The Republican once known as "The Hammer" has offered some advice for John Boehner and the group of Republicans now poised to resume control in the House of Representatives: "Be more aggressive."
Former House Majority Leader Tom DeLay is now standing trial on state corruption charges in Texas, and watched largely from the sidelines as his party stormed back into power this week. But in an August interview with ABC News he has some pointed advice for his fellow Republicans, whom he believed correctly were headed for victory in the mid-term elections.
"They need to be more aggressive at turning back the Obama agenda and repealing the agenda," DeLay said in the wide-ranging interview with ABC News Chief Investigative Correspondent Brian Ross. The interview was conducted after the Justice Department informed DeLay it would be dropping its six-year probe into his conduct in office.
"In fact," DeLay suggest, "what I would do differently than we did when we took over in 1995 is I would have at least one week a month as a repeal session. So members could come in and repeal government -- repeal the bad things in government, and spend all week repealing bad laws."
It's too soon to know if Republicans who are organizing to retake control of the House in January will heed DeLay's advice. While DeLay helped oversee the party's iron grip on the legislative agenda during much of the last decade, he also became associated with the lobbying scandals that helped bring about the party's downfall.
DeLay Trial In Texas
This week's trial in Texas is something of a postscript to that era, with DeLay telling ABC News in August that he was confident his name would be cleared at the conclusion of the proceedings.

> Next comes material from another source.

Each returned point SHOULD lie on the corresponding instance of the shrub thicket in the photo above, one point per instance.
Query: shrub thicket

"We raised legal money, used it legally, and a rogue district attorney here in Texas shopped six grand juries" before gaining an indictment, DeLay said. "All [Democrats] wanted was the indictment and that's how they got rid of me."
DeLay has been doing consulting work since leaving office, in addition to a memorable turn as a contestant on the ABC television program "Dancing With The Stars." Back in August, he told ABC News he would not rule out a return to public office one day, saying he did not "know what the Lord has in store for me."
This week, after the elections confirmed the Republicans had indeed retaken control of the House, he seemed to have more concrete ideas about a possible comeback. Delay told the Austin American-Statesman Wednesday that he "would have liked to have been there and been a leader in this election."
"I haven't left the scene," he said.
He expressed hopes for a larger role in the future. "Once I get this trial off my back, I'll be more involved," he told the newspaper.
How eager the new majority will be for Delay's involvement remains an open question. Eric Cantor of Virginia is the leading candidate to assume DeLay's old leadership post. In a letter to his colleagues shortly after the election, he declared: "We must govern differently. Not just differently from the Democrats, but differently from a previous majority."